Reputation: 87
Here is what I'd like the stemmer to do: breaking: break broke: break broken: break entering: enter entered: enter enter: enter
I've indexed the field as follows: "body": { "type": "text", "fields": { "stemmed": { "type": "text", "analyzer": "english" } } }
When I query “breaking and entering”, I can see that what is searched for in the body.stemmed field is: "break and enter". Seems good. However, when I query “broke and entered”, I get: “broke and enter”. Thus, apparently, “broke” does not become “break” when the "english" stemmer is used. Likewise, “broken and entered” becomes: “broken and enter”. So, ES apparently does not change either “broke” or “broken” to “break” (which, according to this: snowball, I guess explains why if this is what is used).

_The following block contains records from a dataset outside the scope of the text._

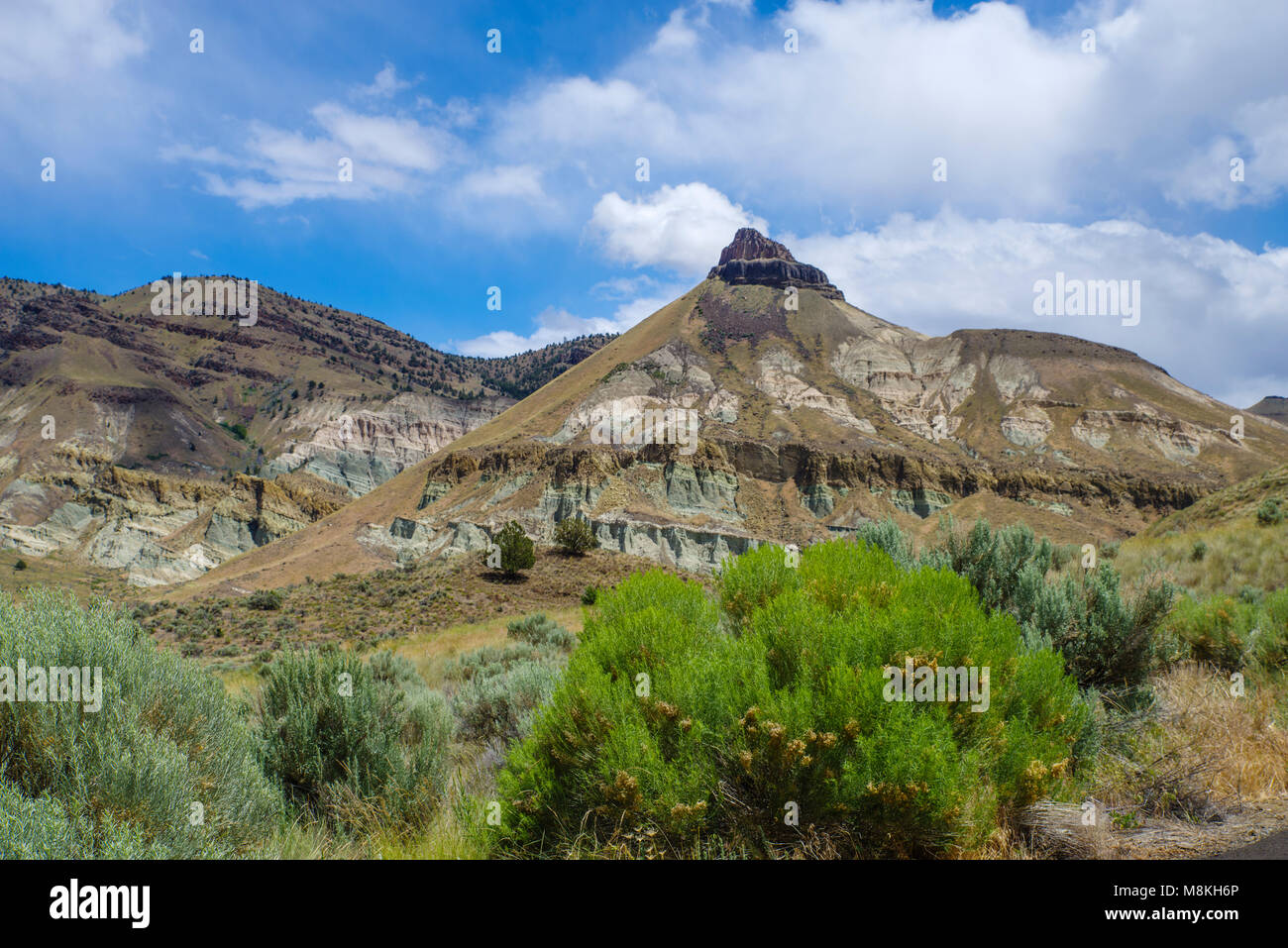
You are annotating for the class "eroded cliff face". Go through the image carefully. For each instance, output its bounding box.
[262,393,514,497]
[136,229,1288,599]
[0,450,348,586]
[378,432,1205,571]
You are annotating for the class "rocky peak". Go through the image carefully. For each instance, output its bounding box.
[720,227,796,264]
[707,227,845,300]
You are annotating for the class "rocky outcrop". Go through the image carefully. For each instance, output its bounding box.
[0,452,348,586]
[263,393,514,497]
[707,227,845,300]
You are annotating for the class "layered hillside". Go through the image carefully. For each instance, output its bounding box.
[1248,395,1288,425]
[0,279,608,583]
[168,229,1288,588]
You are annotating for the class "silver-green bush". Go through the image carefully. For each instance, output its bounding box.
[0,590,280,859]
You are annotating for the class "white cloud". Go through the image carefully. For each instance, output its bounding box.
[357,63,411,99]
[448,306,622,357]
[178,102,459,209]
[489,0,1288,219]
[448,279,690,356]
[461,164,546,202]
[0,0,147,85]
[785,211,1288,407]
[1166,95,1288,210]
[590,181,769,274]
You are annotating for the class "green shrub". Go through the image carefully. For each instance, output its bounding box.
[446,613,577,743]
[0,590,282,859]
[259,649,452,827]
[246,588,282,612]
[483,520,537,579]
[1163,590,1288,673]
[505,612,577,652]
[922,518,1176,691]
[555,516,599,557]
[1257,497,1288,527]
[496,541,1089,855]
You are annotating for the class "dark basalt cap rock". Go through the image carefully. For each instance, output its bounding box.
[707,227,845,300]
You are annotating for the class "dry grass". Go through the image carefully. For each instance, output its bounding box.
[1115,516,1288,595]
[1154,662,1288,801]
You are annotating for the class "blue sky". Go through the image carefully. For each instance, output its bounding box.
[0,0,1288,406]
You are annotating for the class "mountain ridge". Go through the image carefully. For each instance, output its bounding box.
[165,230,1288,590]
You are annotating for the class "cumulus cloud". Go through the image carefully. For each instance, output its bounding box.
[489,0,1288,219]
[448,306,622,357]
[448,279,690,356]
[590,181,769,274]
[786,211,1288,407]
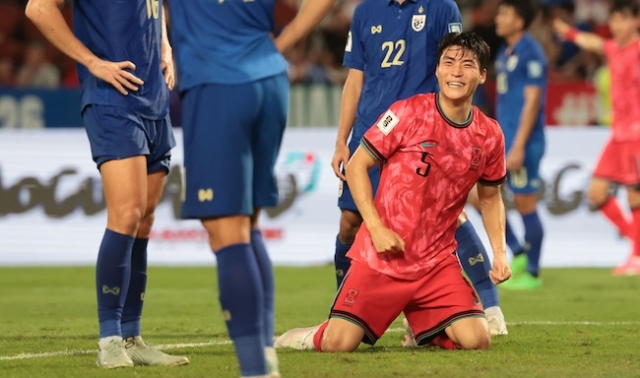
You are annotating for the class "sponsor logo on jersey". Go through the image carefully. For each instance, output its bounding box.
[376,110,400,135]
[411,14,427,32]
[449,22,462,33]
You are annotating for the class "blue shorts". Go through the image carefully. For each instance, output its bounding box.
[507,143,544,194]
[338,138,380,213]
[181,74,289,219]
[82,105,176,173]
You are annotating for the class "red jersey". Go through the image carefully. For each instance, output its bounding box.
[603,39,640,141]
[347,93,506,280]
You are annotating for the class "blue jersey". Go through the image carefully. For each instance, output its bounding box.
[343,0,462,140]
[169,0,287,90]
[73,0,169,120]
[496,33,548,152]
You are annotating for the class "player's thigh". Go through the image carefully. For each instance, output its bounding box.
[329,262,415,345]
[404,254,484,345]
[251,74,289,208]
[181,84,258,219]
[507,143,545,195]
[82,105,149,168]
[143,115,176,174]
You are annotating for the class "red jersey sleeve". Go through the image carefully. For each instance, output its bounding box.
[478,121,507,186]
[360,100,414,163]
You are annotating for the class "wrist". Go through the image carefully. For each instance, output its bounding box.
[562,28,580,42]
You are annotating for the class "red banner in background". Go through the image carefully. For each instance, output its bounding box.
[485,82,601,126]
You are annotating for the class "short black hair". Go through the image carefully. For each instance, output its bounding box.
[500,0,538,30]
[609,0,640,17]
[438,32,491,70]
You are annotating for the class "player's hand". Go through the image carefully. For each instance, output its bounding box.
[553,18,571,38]
[369,226,404,253]
[331,144,351,181]
[160,47,176,90]
[87,59,144,96]
[507,147,524,171]
[489,257,511,285]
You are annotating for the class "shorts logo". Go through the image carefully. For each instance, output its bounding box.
[344,289,359,307]
[411,14,427,32]
[376,110,400,135]
[449,22,462,33]
[198,188,213,202]
[469,146,482,171]
[469,253,484,266]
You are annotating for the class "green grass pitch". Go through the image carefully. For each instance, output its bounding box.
[0,266,640,378]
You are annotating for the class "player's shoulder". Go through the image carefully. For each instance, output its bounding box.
[520,33,547,63]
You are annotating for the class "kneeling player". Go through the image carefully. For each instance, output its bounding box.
[276,33,511,352]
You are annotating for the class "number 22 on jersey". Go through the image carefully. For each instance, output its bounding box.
[380,39,407,68]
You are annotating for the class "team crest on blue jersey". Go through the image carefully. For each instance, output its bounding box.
[507,55,518,71]
[411,14,427,31]
[449,22,462,33]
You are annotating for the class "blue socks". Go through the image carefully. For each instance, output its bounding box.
[251,228,275,347]
[456,221,500,309]
[96,229,135,338]
[522,211,544,277]
[121,239,149,339]
[215,243,267,376]
[333,236,351,289]
[504,218,525,256]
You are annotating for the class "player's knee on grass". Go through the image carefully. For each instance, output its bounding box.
[445,318,491,349]
[321,318,364,352]
[338,210,362,244]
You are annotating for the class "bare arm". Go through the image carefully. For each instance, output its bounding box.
[553,19,604,53]
[275,0,336,52]
[25,0,143,95]
[331,68,364,180]
[347,146,404,252]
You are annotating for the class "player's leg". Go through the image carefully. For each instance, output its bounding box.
[404,255,491,349]
[613,185,640,275]
[121,116,189,366]
[503,143,544,290]
[587,140,633,240]
[455,211,509,336]
[182,83,267,377]
[83,106,149,368]
[275,263,408,352]
[251,75,289,378]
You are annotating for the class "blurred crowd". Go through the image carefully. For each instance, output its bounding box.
[0,0,608,88]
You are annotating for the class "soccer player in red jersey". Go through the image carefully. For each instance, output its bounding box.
[554,0,640,275]
[276,33,511,352]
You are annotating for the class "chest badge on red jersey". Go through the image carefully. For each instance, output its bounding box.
[469,146,482,171]
[411,14,427,32]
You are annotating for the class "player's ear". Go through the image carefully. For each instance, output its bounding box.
[480,68,487,84]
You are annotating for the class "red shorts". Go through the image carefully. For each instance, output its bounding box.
[593,139,640,186]
[330,254,484,345]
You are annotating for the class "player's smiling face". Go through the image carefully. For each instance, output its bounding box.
[436,46,487,101]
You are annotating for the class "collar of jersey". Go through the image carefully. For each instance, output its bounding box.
[434,93,473,129]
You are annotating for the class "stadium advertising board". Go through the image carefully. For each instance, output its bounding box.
[0,127,629,266]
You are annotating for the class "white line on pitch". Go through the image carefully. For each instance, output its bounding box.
[0,320,640,361]
[0,340,231,361]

So, is there a way to specify a "known" stemmer that will accomplish what I'm trying to do?
Upvotes: 0
Views: 765
Reputation: 1547
Your requirement can be fulfilled by a Dictionary Stemmer, which does dictionary lookups for stemming words. Algorithmic stemmers stem without knowledge about the root words, they simply do it algorithmically. Look at Hunspell stemmer, think it will do the job: https://www.elastic.co/guide/en/elasticsearch/guide/current/hunspell.html
Upvotes: 2